Le vediamo seminude ai margini delle strade, agli incroci, nascoste in qualche anfratto. Spesso, nelle grandi città, le troviamo sui marciapiedi, ultimamente anche nelle aree dei distributori di benzina. Sappiamo che non sono lì per caso, che qualcuno ha deciso che quello è il loro posto. Ciò che non immaginiamo è che oltre ad essere schiavizzate e dover portare i soldi al pappone di turno, debbano anche pagare una sorta di tassa per poter stare in quello spazio. Una sorta di “occupazione di suolo pubblico” i cui proventi però non sono statali, ma sempre dei criminali che le schiavizzano. Pagano per doversi prostituire, è questa l’assurda verità.

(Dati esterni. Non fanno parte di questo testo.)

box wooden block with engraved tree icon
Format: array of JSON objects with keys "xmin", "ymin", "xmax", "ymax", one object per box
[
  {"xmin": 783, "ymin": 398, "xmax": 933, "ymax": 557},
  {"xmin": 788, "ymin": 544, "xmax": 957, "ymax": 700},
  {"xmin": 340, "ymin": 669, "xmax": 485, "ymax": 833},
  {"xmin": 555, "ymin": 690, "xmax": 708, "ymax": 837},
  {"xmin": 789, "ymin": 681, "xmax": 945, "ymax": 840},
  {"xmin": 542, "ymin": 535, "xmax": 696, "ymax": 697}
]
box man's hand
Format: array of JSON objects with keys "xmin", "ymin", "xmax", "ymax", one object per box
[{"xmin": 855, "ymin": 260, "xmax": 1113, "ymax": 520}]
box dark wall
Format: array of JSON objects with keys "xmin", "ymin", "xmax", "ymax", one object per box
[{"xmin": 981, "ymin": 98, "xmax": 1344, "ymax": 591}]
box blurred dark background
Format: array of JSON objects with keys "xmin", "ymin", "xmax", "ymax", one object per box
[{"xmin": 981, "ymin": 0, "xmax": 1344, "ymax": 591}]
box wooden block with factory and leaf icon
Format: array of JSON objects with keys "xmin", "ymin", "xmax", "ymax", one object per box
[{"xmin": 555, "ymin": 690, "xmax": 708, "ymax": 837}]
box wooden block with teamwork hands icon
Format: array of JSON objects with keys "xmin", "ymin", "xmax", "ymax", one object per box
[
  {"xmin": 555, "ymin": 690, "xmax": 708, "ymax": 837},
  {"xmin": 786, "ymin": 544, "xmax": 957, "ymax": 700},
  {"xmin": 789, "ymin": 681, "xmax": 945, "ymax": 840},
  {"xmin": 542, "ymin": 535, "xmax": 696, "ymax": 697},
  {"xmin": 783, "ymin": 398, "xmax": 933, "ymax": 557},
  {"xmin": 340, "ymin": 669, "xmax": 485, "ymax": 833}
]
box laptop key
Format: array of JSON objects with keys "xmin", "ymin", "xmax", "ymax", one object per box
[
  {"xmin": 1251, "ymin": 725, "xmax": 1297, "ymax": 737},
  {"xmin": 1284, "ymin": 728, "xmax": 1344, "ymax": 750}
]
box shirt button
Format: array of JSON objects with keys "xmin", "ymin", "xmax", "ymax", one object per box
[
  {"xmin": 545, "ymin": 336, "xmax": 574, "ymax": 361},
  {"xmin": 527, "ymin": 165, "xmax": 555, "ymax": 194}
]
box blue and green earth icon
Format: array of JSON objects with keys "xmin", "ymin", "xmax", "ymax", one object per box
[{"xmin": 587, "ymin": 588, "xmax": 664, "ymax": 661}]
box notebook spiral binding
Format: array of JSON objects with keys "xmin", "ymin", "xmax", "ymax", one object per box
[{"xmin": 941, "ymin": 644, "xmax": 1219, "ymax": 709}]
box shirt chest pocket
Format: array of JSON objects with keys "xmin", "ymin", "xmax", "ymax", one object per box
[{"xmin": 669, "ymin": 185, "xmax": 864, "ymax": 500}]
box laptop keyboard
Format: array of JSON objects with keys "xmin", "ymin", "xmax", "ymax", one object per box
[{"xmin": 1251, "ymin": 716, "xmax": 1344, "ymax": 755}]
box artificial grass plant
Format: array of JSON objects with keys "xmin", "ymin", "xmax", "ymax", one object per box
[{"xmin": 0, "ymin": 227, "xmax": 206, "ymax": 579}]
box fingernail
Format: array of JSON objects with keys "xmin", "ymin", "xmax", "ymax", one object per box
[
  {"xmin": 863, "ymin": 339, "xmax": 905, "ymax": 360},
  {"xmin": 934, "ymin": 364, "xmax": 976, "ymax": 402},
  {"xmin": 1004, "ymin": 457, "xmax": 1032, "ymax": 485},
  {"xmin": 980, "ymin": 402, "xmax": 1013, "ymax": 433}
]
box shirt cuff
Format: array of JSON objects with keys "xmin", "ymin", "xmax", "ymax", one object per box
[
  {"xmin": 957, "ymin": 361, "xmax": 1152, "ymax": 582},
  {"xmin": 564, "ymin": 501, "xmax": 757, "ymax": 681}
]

Questa triste realtà affonda nel tempo. Già quarant’anni fa, infatti, don Oreste Benzi – fondatore dell’associazione Papa Giovanni XXIII – aveva sollevato il velo su questa situazione. La sua opera di conforto e accoglienza sulle strade, a contatto con queste sventurate, aveva dato la possibilità di scattare una foto dell’esistente molto più nitida di tante analisi statistiche.
Oggi la conferma che nulla sia cambiato arriva da un dossier “Piccoli Schiavi Invisibili” di Save the Children. Vittime sono per lo più le ragazze nigeriane, costrette a pagare un canone che va dai 100 ai 250 euro a settimana. Le adolescenti nigeriane, le più coinvolte nel fenomeno della tratta, giungono nel nostro paese prevalentemente via terra, transitando da Niger, Libia e attraversando poi il Mediterraneo. A convincerle con l’abbaglio di grandi guadagni e il sogno di diventare parrucchiere, modelle o lavorare come babysitter o commesse sono spesso un uomo o una donna chiamati “sponsor” o “trolley”, che le accompagnano fino al paese di destinazione oppure ne organizzano i passaggi di Paese in Paese.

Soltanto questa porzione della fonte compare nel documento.